An entirely more effective visualisation is the streamgraph, a type of stacked area graph, popularised by Lee Byron and their use in a 2008 New York Times article on movie box office revenues. In the below example we can see that as a time of overall revenue growth occurs, one or two keywords are dominating and displaying a continued growth trend. It gives a very intuitive interpretation, showing both the trend of individual keywords and their share of the whole.
An example of a streamgraph, showing revenue growth over time for various keywords.
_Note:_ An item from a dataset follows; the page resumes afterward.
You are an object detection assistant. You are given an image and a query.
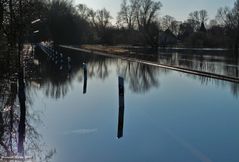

For another example let’s imagine that you have a parent company with various brands and want to understand the performance of each brand and which channels are resulting in the most traffic. Commonly, this is displayed in a table (or at best a bar chart). Converting this to percentages of a whole share would help to understand the relationships. However, fractions and percentages often only serve to further confuse, and require further explanation. Parallel sets supply an alternative. The below displays the relationships between several brands and multiple channels quickly, without the need for further explanation. Ordered from left to right by size, we can see which brands and channels perform the best overall and the individual weightings between brand and channel.
Parallel sets displaying the relationships between Brands and Traffic Sources.
However, with this new found ability to wow the man upstairs left, right and centre, comes added responsibility. Often the simple bar chart is the best choice, and ‘pretty for pretty’s sake’ can be detrimental to the information that we are trying to convey. It is this informed restraint that results in tangeable, actionable insights which should always be the main purpose of any reporting.